Account sospeso . Era lo spazio su YouTube che l’attivista egiziano Wael Abbas utilizzava per denunciare abusi e violenze perpetrati dalla forze dell’ordine locali. Aveva postato presentazioni con oltre cento immagini, aveva pubblicato video a testimonianza delle violenze che si verificano nelle carceri egiziane. Dei documenti che aveva postato non resta nulla, risultavano sconvenienti, urtavano la sensibilità degli utenti del servizio di video sharing.
“L’hanno chiuso – ha spiegato Wael a Reuters – e mi hanno inviato un’email dicendo che avrebbero sospeso il mio account perché erano stati raggiunti da molte segnalazioni riguardo ai contenuti”. Le segnalazioni riguardavano in particolare i video che mostravano esplicitamente gli abusi, gli stessi contenuti per i quali Abbas aveva ricevuto minacce da parte delle forze dell’ordine locali. Gli stessi contenuti che avevano attirato l’attenzione della stampa internazionale , che avevano assicurato a Abbas un premio di International Center for Journalist , che hanno contribuito a sensibilizzare la società civile e a far arrestare gli aguzzini.
Abbas insinua il dubbio che YouTube abbia rimosso il video a seguito delle pressioni del governo: i cittadini della rete egiziani stanno progressivamente sperimentando la libertà di espressione online, producendo contenuti spesso sgraditi alle autorità locali, facili ad arresti e violenze .
Ma i blogger locali sono convinti che la rimozione del video non sia operato del governo. La sospensione dell’account sembra piuttosto frutto di un’applicazione del regolamento di YouTube, che proibisce di postare immagini di violenza gratuita. Immagini che vengono eventualmente rimosse non a priori ma a seguito di motivate segnalazioni inoltrate dagli utenti. I contenuti sarebbero troppo forti e impressionanti, ma “rimuoverli perché le persone trovano che la verità disturbi è inconcepibile”, ha denunciato Elijah Zarwan , un altro attivista egiziano.

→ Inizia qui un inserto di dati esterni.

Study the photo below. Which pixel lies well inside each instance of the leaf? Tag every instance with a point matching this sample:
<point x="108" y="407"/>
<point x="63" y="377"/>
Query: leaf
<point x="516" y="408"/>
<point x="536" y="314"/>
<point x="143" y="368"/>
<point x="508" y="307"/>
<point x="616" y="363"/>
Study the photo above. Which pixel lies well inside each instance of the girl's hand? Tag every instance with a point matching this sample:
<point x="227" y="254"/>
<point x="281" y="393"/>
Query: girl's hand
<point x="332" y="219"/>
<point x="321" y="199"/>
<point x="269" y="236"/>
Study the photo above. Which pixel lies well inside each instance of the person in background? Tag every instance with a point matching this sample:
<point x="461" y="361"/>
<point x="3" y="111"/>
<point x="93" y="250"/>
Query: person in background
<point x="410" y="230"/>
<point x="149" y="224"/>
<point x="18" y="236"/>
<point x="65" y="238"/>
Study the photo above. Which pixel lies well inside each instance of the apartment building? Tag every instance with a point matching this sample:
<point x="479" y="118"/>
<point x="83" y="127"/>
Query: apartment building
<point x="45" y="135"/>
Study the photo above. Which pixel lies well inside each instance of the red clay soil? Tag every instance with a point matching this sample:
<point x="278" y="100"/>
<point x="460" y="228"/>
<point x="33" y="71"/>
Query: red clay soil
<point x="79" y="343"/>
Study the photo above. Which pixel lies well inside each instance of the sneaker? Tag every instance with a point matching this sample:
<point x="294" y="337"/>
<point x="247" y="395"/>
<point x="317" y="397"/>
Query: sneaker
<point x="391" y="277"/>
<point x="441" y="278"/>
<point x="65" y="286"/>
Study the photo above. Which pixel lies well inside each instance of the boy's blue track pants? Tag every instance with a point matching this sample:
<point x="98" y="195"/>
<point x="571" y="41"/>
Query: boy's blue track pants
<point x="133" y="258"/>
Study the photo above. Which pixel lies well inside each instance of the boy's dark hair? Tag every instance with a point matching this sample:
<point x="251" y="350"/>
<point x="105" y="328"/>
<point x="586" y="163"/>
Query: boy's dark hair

Ma la violenza sbattuta online da Abbas è tutto fuorché gratuita : “L’obiettivo non è mostrare la violenza, ma mostrare la brutalità della polizia”, spiegano i rappresentanti di Arabic Network for Human Rights Information . Concordano i netizen locali: “Hanno chiuso il canale di denuncia più importante – scrive un blogger – a YouTube dovrebbero andare fieri del fatto che gli attivisti egiziani che lottano contro la tortura abbiano scelto di esprimersi proprio lì”.
Sul web proliferano le proteste e gli appelli , anche a mezzo video . Anche se YouTube dovesse decidere di non tornare sui sui passi, la testimonianza di Wael Abbas sopravviverà alla sospensione dell’account: è stata fatta rimbalzare online dagli end intelligenti della rete.